Introduction: Cheap, Easy, Anyone Can DIY Mirror Frame!
Ok so there are about a thousand different tutorials online for DIY mirror frames so naturally, I decided to write a quick Instructable for mine. My house had the standard builder mirrors and I wanted to jazz them up a bit without spending a fortune. I wanted to write this up mainly because this project is so simple ANYONE can make these frames with no experience, about $15, and a couple of hours. You do need a few supplies...
1. Trim / Moulding - whatever you want here, I used these (I was super lazy and liked that they were already finished)

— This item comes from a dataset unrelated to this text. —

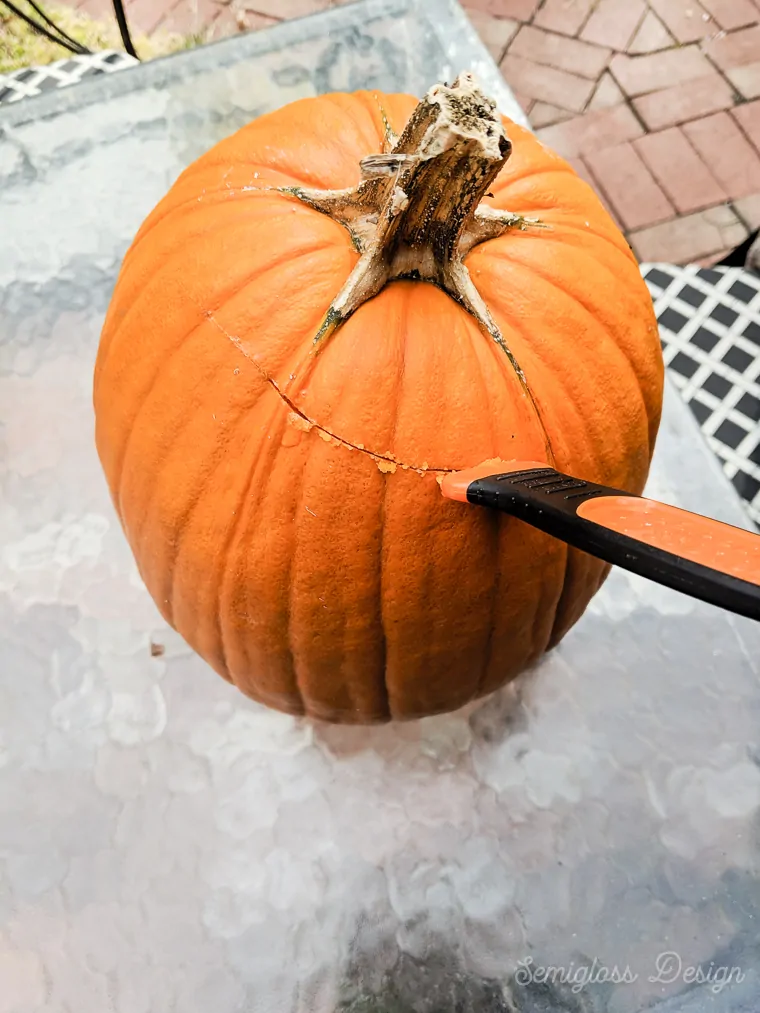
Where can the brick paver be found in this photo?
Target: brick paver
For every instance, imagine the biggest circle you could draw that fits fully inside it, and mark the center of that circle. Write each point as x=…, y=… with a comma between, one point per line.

2. Liquid Nails All Surface - as pictured
3. Caulk Gun - for easy dispensing of the liquid nails
4. Mitre Saw - I have a powered mitre saw but this trim is thin enough you could easily hand saw it with a mitre box + hand saw
5. A level - any will do, the smaller the better
6. Painter's Tape
7. Dremel with sanding attachment (Optional) - as pictured I used this to route out a small space for the mirror clamps.
Step 1: Measure and Cut
You know the old adage...measure twice, cut once! If you do it right, most standard bathroom mirrors can be entirely framed with just two pieces of 8' trim (including the one I linked in the previous step). Measure from the outside to the outside of the mirror and then cut the outside of the angle to that length. My standard mirror size was 30" wide by 36" tall.
The first cut will be simply to mitre the trim. Naturally, when making a square frame, the easiest way is to set the mitre cut to 45 degrees. This also gives you straight seems (straight with respect to the corners of the mirror). There is one thing to remember when cutting the trim...it can only be cut ONE WAY. Unlike a 2x4 or similar piece of wood, the trim is thinner on one side than the other, meaning you cannot simply flip the piece of trim over. You will want the thin side on the INSIDE of the mirror so you will need to mitre the trim using BOTH mitre directions of 45 degrees. See the pictures demonstrating this with a power mitre saw.
Once you make the first, cut you will have the 45 degree edge. Measure from the very point of that edge and mark where the point on the other side would be. Rotate your direction of cut, and mitre the opposite side. Now you will have one piece of the frame.
At this point, you will note on your remaining trim, the angle is opposite of what is needed. You will need to perform another mitre cut to the opposite 45 degrees, essentially cutting off a triangle piece of trim. From there, simply measure, change to the opposite mitre angle, and cut again. At this point, you should have two pieces of cut trim that form have a frame as pictured!
Step 2: (Optional) Sand Space for Mirror Clamps
My mirrors, and many standard builder mirrors have small clamps holding them to the wall (see picture). In order for our frame to lay flat on the mirror you will need to cut out a small space for those clamps. I used a Dremel with the sanding attachment (as pictured in the first step) to accomplish this.
Simply measure from the edge of the mirrors where those clamps are (they are not necessarily in the same spaces with respect to the edge of the mirror on either side so be sure to measure them all), and mark the back of the trim. Then use your Dremel (or hand sander) to route out a space. See the included picture of the space routed out for the clamps. Most of the mirrors will have four clamps, two on top and two on bottom so you should only have to perform this action on the top and bottom pieces of the frame.
Step 3: Attach Frame to Mirror!
This is it...last step! Now that you have your frame pieces cut, its time to attach them to your mirror. Grab your level, liquid nails (in the caulk gun) and painters tape! Spread the liquid nails on the backside of the frame pieces in a wave pattern as pictured. Then, using the level, place the bottom piece of the frame on the mirror and ensure the bottom edge of the frame aligns with the bottom edge of the mirror. You can double check with the level.
Once you get that in place (the liquid nails should gently hold in place) wrap a piece or two of the painters tape as shown. Then, place the two sides, being careful to align them with the corners of the bottom piece as pictured. Finally, place the top piece.
NOTE: The liquid nails does not dry immediately but it does start to set within 10 minutes or so. I left my tape on for a few hours to ensure it was set.
That's it for the cheap, easy, DIY mirror frame!